Pada akhirnya, semua skenario hedging di atas bisa mendatangkan profit. Tentu saja ada risiko harga berbalik turun sebelum benar-benar menyentuh level yang ditargetkan. Oleh karena itu, pemahaman akan kekuatan tren sangat diperlukan di sini, agar Anda tak menetapkan target profit trading yang kelewat jauh.
Strategi dan indikator yang digunakan juga tidak harus sama dengan contoh di atas, yang menggunakan oscillator dan Price Action untuk melihat sinyal reversal. Ada baiknya Anda menggunakan sistem yang sudah teruji berdasarkan pengalaman dan pemahaman trading sendiri.
B. Strategi Hedging Tidak Terencana
Anda melihat peluang kenaikan harga saat EUR/USD menyentuh 1.20000. Tak lama kemudian, order buy pun dibuka untuk mendapatkan profit dari perkiraan tersebut. Ketika harga malah turun ke level 1.19500, Anda panik dan merasa analisa sebelumnya telah keliru. Anda pun membuka order sell di level tersebut, tetapi harga selanjutnya malah naik di 1.19530.
Dalam posisi terkunci seperti itu, posisi buy dan sell Anda sama-sama menderita loss. Karena semua dilakukan tanpa rencana dan analisa, Anda tak tahu apakah harus membiarkan keduanya tetap terbuka, menutup salah satu posisi tersebut, atau mengakhiri keduanya?
Skenarionya seperti ini:
- Dua posisi dibiarkan terbuka: Jika harga naik, floating loss dari posisi sell akan terus bertambah, sedangkan posisi buy baru akan breakeven jika harga kembali menyentuh 1.20000. Sementara Anda menanti kemungkinan mana yang memiliki probabilitas paling tinggi, posisi hedging yang sudah terkena dua kali spread itu bisa dibebani lagi oleh bunga swap.

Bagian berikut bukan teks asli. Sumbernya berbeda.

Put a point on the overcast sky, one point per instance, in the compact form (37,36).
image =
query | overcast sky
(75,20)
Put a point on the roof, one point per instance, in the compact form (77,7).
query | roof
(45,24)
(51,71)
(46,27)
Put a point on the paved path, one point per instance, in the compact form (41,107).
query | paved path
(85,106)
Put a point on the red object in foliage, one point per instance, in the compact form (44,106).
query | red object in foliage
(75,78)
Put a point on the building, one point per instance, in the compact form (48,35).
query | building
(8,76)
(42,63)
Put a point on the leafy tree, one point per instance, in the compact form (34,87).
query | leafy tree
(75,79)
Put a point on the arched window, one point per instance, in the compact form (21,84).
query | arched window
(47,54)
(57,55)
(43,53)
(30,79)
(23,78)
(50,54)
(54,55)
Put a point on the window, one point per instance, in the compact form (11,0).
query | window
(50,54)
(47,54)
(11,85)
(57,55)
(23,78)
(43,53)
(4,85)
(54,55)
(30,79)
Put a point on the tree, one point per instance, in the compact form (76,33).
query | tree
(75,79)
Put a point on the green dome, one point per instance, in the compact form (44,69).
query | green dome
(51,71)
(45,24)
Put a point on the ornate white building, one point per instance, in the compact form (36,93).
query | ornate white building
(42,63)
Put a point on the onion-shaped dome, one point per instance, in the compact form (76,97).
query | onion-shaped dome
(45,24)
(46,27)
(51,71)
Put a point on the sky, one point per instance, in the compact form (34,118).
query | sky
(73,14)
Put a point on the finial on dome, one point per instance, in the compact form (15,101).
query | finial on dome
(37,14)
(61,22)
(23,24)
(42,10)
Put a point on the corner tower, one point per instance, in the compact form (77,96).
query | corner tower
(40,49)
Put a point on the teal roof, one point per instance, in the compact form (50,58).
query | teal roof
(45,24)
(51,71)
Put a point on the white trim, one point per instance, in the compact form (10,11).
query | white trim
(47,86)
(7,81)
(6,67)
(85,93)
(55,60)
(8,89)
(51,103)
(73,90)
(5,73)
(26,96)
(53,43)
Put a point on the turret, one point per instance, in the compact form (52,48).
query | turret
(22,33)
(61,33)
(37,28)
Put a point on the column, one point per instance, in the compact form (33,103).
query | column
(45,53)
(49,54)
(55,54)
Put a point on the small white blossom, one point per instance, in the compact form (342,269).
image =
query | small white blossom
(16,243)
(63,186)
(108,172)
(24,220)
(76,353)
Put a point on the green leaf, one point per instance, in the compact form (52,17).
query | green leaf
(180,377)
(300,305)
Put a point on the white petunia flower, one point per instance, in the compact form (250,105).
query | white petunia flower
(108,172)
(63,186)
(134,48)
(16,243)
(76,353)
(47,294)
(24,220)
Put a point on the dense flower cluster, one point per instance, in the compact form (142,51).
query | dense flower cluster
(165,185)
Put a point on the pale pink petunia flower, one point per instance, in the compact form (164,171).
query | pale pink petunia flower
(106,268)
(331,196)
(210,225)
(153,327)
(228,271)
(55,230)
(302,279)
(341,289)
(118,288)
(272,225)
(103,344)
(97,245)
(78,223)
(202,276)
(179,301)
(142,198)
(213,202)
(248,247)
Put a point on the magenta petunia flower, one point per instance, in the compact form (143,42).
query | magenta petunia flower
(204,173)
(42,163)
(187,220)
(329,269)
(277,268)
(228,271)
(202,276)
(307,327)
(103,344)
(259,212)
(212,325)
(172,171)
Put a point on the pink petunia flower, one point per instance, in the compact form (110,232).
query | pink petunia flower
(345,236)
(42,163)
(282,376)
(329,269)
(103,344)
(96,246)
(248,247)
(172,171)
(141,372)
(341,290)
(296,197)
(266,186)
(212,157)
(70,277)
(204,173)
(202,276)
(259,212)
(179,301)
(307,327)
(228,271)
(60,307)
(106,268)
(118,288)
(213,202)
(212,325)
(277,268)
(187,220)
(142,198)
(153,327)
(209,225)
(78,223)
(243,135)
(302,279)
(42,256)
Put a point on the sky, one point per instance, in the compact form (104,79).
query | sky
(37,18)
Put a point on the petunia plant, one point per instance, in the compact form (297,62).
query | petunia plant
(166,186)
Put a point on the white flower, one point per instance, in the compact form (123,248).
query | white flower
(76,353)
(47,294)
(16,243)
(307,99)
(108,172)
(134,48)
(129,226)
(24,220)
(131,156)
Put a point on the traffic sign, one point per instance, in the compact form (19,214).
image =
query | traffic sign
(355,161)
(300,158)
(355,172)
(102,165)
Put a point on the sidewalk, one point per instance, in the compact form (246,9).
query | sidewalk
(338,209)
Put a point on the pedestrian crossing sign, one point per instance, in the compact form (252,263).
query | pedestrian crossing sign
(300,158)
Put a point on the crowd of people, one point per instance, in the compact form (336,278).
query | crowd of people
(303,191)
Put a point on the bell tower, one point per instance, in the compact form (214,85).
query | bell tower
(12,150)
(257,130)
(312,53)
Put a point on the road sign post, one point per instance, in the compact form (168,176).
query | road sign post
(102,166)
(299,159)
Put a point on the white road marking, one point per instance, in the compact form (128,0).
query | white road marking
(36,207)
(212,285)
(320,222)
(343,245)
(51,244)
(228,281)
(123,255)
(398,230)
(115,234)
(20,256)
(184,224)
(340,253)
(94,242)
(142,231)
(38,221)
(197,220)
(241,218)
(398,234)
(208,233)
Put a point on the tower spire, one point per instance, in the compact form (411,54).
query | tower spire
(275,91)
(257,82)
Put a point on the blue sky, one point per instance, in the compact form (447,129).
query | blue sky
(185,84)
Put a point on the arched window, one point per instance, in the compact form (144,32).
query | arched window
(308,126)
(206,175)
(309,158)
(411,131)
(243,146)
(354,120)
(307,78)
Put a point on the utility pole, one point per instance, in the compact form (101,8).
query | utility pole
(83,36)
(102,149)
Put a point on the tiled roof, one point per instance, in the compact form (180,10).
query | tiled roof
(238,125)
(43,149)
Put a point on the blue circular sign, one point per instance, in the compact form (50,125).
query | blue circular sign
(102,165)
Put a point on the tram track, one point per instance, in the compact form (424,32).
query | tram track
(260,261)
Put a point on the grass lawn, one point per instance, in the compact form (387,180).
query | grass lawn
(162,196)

- Menutup salah satu posisi: Anda harus benar-benar tahu posisi mana yang harus ditutup, dan di level mana sebaiknya order di-close. Jika kurang perhitungan di salah satu aspek, maka Anda justru bisa menutup posisi yang salah. Mengingat tindakan hedging sebelumnya sudah dilakukan tanpa rencana, maka penutupan posisi pun kemungkinan besar tidak diperhitungkan dengan matang.
Katakanlah saat harga sudah berada di 1.19530, Anda masih ragu apakah harga sudah memantul dan bisa bergerak naik lebih lanjut, karena sebelumnya sudah begitu dikecewakan oleh penurunan harga sampai 50 pips. Pergerakan naik yang sebenarnya diawali oleh sinyal oversold dan Bullish Reversal Price Action itu pun hanya terlihat sebagai koreksi di mata Anda. Sehingga pada akhirnya, yang ditutup justru open buy. Ketika harga melesat sampai ke 1.20000, kerugian Anda jelas makin berlipat; sekitar -7 pips dari posisi buy, ditambah -50 pips dari order sell. Itupun belum diakumulasikan dengan spread dan (kemungkinan) swap negatif.